Hsu S C, Gavrilin M A, Lee H H, Wu C C, Han S H, Lai M Z
Graduate Institute of Microbiology, National Taiwan University School of Medicine, Taipei, Taiwan.
Eur J Immunol. 1999 Sep;29(9):2948-56. doi: 10.1002/(SICI)1521-4141(199909)29:09<2948::AID-IMMU2948>3.0.CO;2-0.
Apoptosis of lymphocytes is triggered by different stimuli through the induced expression of Fas and Fas ligand (FasL). Using T cell activation-induced Fas/FasL expression as a model system, we observed a differential regulation of the induction of Fas and FasL. cAMP inhibited activation-induced apoptosis by an effective suppression of TCR-coupled FasL expres sion. In contrast, cAMP weakly interfered with activation-induced Fas expression, and the remaining Fas molecules on cAMP-treated T cells still mediated apoptosis. Among the major transcription elements on the FasL promoter, the activation of NF-kappaB, but not of NF-AT and AP-1, was suppressed by cAMP. The prominent role of NF-kappaB was further demonstrated by a better activation of the FasL promoter and an elevated expression of FasL induced by p65 (RelA) overexpression than those induced by AP-1 or NF-AT. Our results demonstrate the essential role of NF-kappaB for the expression of the death receptor ligand FasL, and suggest a direct link between NF-kappaB activation and the expression of FasL. NF-kappaB may be the common mediator in the induction of FasL through TCR activation and by various stress stimuli.

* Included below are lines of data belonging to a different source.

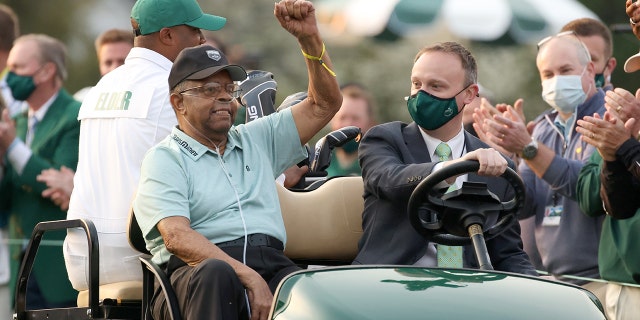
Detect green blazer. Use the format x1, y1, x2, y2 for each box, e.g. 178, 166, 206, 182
0, 89, 80, 303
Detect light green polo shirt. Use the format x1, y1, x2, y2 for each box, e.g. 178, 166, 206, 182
134, 109, 307, 264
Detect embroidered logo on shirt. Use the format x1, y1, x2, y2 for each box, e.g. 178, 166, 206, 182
94, 91, 133, 111
171, 134, 198, 157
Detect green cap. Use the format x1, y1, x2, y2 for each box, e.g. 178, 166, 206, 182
131, 0, 227, 35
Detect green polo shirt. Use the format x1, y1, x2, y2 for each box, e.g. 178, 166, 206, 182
134, 109, 307, 264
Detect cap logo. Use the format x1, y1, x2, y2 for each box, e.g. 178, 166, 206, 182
207, 50, 222, 61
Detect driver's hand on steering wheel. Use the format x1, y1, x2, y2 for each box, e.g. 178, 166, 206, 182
442, 148, 508, 177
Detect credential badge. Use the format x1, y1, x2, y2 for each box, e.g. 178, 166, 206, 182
207, 50, 222, 61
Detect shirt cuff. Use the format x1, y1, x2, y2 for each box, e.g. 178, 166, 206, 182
7, 138, 32, 175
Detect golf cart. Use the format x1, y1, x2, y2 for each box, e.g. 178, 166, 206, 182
14, 71, 605, 320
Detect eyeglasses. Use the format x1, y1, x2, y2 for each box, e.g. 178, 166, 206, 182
538, 30, 578, 50
179, 82, 242, 99
538, 30, 591, 56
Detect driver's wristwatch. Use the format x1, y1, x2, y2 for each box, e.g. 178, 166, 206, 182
520, 139, 538, 160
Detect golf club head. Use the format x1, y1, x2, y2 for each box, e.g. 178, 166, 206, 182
276, 91, 307, 112
309, 126, 360, 172
238, 70, 278, 123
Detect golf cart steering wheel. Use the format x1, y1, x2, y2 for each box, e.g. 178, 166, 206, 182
408, 161, 525, 246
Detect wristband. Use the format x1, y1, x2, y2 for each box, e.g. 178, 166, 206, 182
300, 42, 336, 77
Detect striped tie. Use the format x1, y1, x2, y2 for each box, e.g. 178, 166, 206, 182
26, 116, 38, 146
436, 142, 462, 268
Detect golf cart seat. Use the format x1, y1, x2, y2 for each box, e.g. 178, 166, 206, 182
277, 177, 364, 265
77, 281, 142, 307
77, 208, 181, 320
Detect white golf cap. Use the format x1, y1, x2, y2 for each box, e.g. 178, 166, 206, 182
624, 52, 640, 73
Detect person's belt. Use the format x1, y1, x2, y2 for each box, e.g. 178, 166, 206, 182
216, 233, 284, 250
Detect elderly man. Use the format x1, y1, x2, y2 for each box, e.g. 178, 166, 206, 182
476, 32, 604, 300
64, 0, 226, 290
0, 34, 80, 308
134, 0, 342, 319
353, 42, 536, 275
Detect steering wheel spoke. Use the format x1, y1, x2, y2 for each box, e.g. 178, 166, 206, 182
408, 161, 524, 245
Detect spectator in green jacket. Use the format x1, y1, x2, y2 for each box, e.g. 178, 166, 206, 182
576, 88, 640, 320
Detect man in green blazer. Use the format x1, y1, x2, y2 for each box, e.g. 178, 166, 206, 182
0, 34, 80, 309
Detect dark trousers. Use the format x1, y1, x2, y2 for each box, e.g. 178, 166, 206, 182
151, 246, 300, 320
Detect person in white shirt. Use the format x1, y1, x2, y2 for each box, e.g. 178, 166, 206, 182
64, 0, 226, 290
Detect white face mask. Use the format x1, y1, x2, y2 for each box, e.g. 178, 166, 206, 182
542, 70, 587, 113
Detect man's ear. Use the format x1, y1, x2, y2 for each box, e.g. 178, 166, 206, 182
464, 83, 480, 105
35, 62, 56, 84
158, 28, 175, 46
169, 93, 186, 115
587, 61, 596, 78
607, 57, 618, 74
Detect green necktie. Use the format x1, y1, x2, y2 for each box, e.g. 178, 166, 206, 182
436, 142, 462, 268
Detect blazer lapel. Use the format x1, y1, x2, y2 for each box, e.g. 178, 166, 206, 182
31, 94, 62, 150
402, 122, 431, 163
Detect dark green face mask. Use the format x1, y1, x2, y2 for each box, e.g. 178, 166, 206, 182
6, 71, 37, 101
407, 87, 467, 130
596, 73, 604, 88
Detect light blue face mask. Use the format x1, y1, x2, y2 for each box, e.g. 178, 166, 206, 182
542, 66, 587, 113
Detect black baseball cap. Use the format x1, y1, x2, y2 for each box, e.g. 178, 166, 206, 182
169, 44, 247, 90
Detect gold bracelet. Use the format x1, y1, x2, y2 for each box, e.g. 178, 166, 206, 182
300, 42, 336, 77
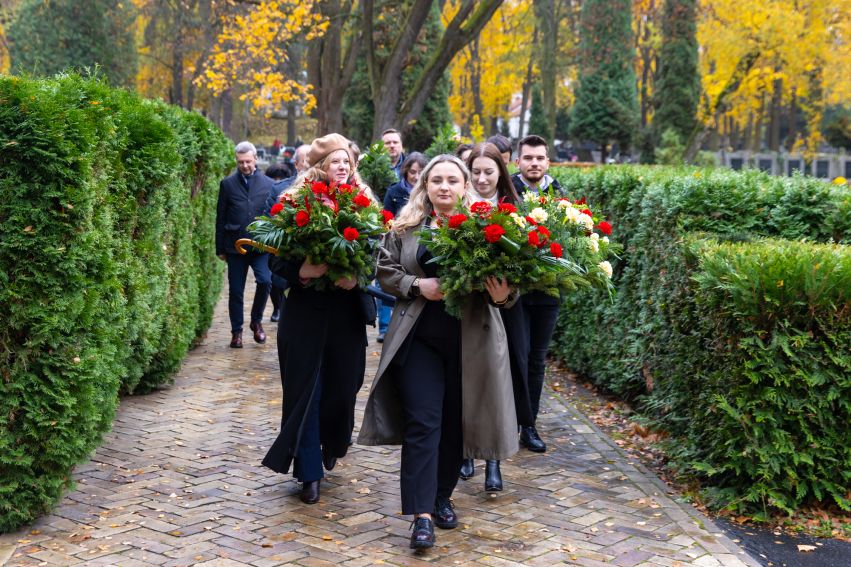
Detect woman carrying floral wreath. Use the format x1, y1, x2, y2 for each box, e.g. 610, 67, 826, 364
358, 155, 518, 549
263, 134, 375, 504
459, 143, 535, 492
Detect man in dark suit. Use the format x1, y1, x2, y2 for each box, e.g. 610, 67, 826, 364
216, 142, 272, 348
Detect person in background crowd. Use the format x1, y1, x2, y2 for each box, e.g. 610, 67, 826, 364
377, 152, 426, 343
381, 128, 405, 179
455, 144, 473, 163
511, 134, 562, 453
266, 145, 310, 323
384, 152, 426, 217
511, 134, 563, 195
358, 155, 518, 549
377, 128, 405, 343
485, 134, 511, 166
216, 142, 272, 348
263, 134, 375, 504
458, 143, 535, 492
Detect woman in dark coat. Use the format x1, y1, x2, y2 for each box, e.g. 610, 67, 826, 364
459, 142, 535, 492
358, 155, 519, 549
263, 134, 375, 504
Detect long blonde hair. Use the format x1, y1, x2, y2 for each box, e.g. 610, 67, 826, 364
285, 152, 381, 205
393, 154, 473, 232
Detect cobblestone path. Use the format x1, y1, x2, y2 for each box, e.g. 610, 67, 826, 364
0, 283, 758, 567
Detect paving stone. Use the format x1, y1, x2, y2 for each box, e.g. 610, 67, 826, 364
0, 281, 758, 567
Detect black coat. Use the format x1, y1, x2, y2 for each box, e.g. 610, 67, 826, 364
263, 256, 375, 473
216, 170, 272, 255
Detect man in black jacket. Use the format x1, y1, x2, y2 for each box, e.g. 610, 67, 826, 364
216, 142, 272, 348
511, 134, 562, 453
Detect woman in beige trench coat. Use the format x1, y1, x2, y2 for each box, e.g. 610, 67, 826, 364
358, 155, 518, 549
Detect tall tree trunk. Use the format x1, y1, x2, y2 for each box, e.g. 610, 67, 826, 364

淋巴细胞的凋亡是由不同刺激通过诱导Fas和Fas配体(FasL)的表达而触发的。以T细胞活化诱导的Fas/FasL表达作为模型系统,我们观察到Fas和FasL诱导的差异调节。cAMP通过有效抑制TCR偶联的FasL表达来抑制活化诱导的凋亡。相反,cAMP对活化诱导的Fas表达干扰较弱,cAMP处理的T细胞上剩余的Fas分子仍介导凋亡。在FasL启动子上的主要转录元件中,cAMP抑制NF-κB的活化,但不抑制NF-AT和AP-1的活化。p65(RelA)过表达诱导的FasL启动子活化和FasL表达升高比AP-1或NF-AT诱导的更显著,进一步证明了NF-κB的重要作用。我们的结果证明了NF-κB在死亡受体配体FasL表达中的重要作用,并提示NF-κB活化与FasL表达之间存在直接联系。NF-κB可能是通过TCR活化和各种应激刺激诱导FasL的共同介质。